Administração usa Internet para melhorar logística
Os administradores do Porto de Paranaguá (PR) iniciaram este ano um projeto para criar um sistema de troca eletrônica de informações em rede, do tipo EDI (Electronic Data Interchange), com o objetivo de integrar parceiros e clientes e melhorar a logística do porto. O chefe do Departamento de Informática da Administação dos Portos de Paranaguá e Antonina (Appa), Luiz Henrique Tessutti Dividino, afirma que a burocracia e as dificuldades na troca dos documentos são atualmente o principal gargalo do porto. Segundo ele, o uso da Internet entre os operadores portuários já permitiu ganhos, contribuindo para o fim das filas de caminhões na entrada do porto na época do escoamento da soja.

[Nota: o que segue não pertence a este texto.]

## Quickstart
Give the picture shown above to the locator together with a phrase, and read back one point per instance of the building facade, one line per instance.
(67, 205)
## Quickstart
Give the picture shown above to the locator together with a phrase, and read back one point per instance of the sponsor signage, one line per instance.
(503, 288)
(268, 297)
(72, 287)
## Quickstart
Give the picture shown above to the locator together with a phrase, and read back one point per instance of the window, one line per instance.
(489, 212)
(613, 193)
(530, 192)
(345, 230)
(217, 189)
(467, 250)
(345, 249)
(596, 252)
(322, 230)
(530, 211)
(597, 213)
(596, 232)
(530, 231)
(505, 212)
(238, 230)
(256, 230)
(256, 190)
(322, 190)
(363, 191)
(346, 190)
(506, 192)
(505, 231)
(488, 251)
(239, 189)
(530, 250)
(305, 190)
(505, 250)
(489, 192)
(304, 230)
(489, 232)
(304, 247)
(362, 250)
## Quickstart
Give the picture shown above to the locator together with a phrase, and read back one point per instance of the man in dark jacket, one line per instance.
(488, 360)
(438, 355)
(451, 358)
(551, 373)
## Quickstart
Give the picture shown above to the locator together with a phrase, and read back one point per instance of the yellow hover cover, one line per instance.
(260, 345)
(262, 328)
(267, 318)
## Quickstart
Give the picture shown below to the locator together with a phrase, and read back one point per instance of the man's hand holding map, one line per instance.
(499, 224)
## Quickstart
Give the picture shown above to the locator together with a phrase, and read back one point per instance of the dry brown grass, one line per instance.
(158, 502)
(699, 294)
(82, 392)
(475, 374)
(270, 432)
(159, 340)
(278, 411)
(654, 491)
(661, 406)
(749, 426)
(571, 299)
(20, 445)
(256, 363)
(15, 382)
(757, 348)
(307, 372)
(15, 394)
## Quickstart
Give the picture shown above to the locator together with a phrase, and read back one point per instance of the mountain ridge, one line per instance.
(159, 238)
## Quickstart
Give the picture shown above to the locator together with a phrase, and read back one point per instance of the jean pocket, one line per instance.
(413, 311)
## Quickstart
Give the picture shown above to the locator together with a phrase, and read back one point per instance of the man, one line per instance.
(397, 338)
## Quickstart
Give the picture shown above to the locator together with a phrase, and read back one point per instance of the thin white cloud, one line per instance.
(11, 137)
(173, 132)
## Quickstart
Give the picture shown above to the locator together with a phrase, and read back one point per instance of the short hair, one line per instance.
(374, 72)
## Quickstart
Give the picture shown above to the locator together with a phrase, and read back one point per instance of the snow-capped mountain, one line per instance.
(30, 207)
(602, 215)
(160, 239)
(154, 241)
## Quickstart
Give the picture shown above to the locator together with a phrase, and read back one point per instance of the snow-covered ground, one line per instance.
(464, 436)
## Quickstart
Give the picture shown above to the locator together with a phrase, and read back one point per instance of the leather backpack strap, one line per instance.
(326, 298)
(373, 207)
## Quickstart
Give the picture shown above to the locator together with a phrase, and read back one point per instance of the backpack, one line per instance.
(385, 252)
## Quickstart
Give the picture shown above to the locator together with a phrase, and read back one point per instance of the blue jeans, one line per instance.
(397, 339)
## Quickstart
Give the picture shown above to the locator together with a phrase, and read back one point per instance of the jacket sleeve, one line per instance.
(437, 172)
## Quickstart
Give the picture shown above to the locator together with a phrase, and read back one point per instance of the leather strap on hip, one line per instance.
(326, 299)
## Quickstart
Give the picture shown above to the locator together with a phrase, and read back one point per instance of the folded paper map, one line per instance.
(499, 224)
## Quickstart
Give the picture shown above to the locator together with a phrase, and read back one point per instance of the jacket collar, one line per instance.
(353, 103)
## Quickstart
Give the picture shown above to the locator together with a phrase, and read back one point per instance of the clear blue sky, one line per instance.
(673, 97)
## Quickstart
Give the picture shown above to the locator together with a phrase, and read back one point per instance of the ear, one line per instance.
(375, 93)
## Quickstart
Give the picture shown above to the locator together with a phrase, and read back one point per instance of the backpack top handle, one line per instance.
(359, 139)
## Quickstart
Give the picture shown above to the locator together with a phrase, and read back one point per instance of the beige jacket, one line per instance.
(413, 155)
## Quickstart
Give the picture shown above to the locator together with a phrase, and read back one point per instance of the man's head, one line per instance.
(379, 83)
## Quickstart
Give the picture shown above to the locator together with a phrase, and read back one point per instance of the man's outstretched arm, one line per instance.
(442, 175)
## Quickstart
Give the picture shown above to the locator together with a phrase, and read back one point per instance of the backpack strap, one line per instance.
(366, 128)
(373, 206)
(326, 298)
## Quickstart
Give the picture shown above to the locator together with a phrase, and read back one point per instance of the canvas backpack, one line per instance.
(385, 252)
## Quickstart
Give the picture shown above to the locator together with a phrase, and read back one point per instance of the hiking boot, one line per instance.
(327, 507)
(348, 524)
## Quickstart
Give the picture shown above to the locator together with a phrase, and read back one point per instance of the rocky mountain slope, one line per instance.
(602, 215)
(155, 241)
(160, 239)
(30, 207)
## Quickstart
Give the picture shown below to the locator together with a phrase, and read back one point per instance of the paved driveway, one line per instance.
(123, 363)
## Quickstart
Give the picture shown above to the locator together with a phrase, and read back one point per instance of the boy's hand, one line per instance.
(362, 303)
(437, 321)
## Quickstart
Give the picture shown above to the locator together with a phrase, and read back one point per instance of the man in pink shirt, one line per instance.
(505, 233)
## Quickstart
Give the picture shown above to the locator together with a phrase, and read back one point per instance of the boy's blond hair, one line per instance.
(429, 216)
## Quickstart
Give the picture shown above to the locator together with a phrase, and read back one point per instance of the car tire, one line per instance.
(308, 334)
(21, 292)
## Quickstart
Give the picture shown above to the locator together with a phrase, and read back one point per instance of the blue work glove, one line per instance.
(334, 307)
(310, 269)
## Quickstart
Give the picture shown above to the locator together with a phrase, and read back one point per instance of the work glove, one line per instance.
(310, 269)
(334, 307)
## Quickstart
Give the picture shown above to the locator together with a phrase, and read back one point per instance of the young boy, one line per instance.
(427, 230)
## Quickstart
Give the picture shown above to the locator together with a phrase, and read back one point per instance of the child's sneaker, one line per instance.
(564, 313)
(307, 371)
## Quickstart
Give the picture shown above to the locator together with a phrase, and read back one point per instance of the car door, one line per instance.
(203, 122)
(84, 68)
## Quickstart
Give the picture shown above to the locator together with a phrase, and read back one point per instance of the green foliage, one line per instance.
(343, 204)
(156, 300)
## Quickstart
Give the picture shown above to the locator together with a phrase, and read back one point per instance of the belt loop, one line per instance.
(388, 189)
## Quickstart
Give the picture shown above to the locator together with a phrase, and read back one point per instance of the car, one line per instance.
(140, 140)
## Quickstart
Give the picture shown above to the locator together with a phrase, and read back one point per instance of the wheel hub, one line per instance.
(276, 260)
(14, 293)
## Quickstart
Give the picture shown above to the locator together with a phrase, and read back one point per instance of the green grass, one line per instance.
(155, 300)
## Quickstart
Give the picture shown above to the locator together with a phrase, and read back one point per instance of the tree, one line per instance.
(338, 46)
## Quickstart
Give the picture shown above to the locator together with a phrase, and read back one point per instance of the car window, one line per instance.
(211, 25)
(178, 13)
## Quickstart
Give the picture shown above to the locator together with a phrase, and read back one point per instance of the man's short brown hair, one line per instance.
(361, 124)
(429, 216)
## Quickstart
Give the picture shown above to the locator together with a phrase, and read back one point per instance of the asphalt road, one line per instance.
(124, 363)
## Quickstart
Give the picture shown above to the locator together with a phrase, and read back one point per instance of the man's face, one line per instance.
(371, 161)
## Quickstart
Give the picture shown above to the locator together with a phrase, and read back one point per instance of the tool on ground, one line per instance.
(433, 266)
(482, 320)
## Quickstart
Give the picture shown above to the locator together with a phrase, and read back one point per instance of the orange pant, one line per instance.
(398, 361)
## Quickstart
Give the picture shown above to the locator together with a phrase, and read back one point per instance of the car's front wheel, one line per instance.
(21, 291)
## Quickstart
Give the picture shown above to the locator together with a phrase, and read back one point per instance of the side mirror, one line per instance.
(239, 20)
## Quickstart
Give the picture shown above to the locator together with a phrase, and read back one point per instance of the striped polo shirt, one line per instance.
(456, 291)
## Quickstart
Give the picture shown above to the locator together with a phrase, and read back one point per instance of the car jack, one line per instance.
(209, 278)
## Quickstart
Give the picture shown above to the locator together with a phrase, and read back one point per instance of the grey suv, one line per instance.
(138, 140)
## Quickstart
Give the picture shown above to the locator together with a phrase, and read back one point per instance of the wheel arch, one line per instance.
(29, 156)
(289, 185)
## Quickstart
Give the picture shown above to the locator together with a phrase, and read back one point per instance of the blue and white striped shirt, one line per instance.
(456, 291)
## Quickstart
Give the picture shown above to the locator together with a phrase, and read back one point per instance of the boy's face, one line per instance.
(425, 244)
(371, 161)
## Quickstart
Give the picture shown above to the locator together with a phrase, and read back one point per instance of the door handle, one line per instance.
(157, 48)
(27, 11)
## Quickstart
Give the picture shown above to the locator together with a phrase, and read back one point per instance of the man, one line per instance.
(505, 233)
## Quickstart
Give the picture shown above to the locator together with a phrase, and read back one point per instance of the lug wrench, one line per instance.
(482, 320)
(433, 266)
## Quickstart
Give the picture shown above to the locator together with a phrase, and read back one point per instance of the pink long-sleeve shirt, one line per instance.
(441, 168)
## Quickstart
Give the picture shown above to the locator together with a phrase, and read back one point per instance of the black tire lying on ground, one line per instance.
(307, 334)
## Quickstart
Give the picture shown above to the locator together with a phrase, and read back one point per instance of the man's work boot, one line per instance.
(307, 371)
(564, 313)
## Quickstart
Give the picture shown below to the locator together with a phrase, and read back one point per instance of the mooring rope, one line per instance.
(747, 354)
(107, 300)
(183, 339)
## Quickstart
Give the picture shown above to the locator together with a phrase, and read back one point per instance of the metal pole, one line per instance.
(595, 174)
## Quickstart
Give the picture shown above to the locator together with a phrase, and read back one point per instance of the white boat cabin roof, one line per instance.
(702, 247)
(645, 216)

As filas dos caminhões, que chegaram a ter até 20 km em anos anteriores nos períodos de safra, foram reduzidas a zero este ano. Segundo Dividino, a disponibilização de informações sobre o porto na Internet, no site www.pr.gov.br/ports (no item appa on line), contribuiu bastante para que isso ocorresse. Basta entrar na rede e o transportador fica sabendo se a carga foi liberada para ser carregada e em que terminal ela está; não há necessidade de ficar esperando na fila, explica.
Segundo ele, o programa da implantação do sistema EDI faz parte da modernização do corredor de exportação de Paranaguá no qual estão sendo investidos R$ 36 milhões, sendo R$ 13 milhões pelo governo estadual e o restante pela iniciativa privada. O processo de integração eletrônica é demorado e estamos apenas na primeira fase, que prevê a troca de dados entre os operadores portuários, afirma Dividino.
Segundo ele, a burocracia ainda é o principal gargalo da logística do porto. A partir de 2001, quando chegarão novos equipamentos, Paranaguá terá condições de movimentar 80 contêineres por hora. O desembaraço da carga, porém, continua quatro vezes mais lento, por causa da burocracia. A velocidade do desembaraço é de apenas 18 contêineres por hora, afirma Dividino.
Dividino declara que estudos feitos pelos administradores do Porto de Barcelona (Espanha) concluíram que em 1997 o porto espanhol emitiu 19 bilhões de documentos. No mundo todo, estima-se que 30% das emissões de documentos se referem à atividade de transportes, afirma. De acordo com ele, os investimentos na troca eletrônica de informações foram iniciados nos anos 70 nos principais portos europeus para integrar portuários, armadores, transportadores e profissionais da alfândega. No Brasil, estamos apenas engatinhando, diz ele. Em contrapartida, segundo Dividino, o País terá à disposição os sistemas mais modernos, podendo queimar etapas em relação aos portos mais desenvolvidos. (A.E.)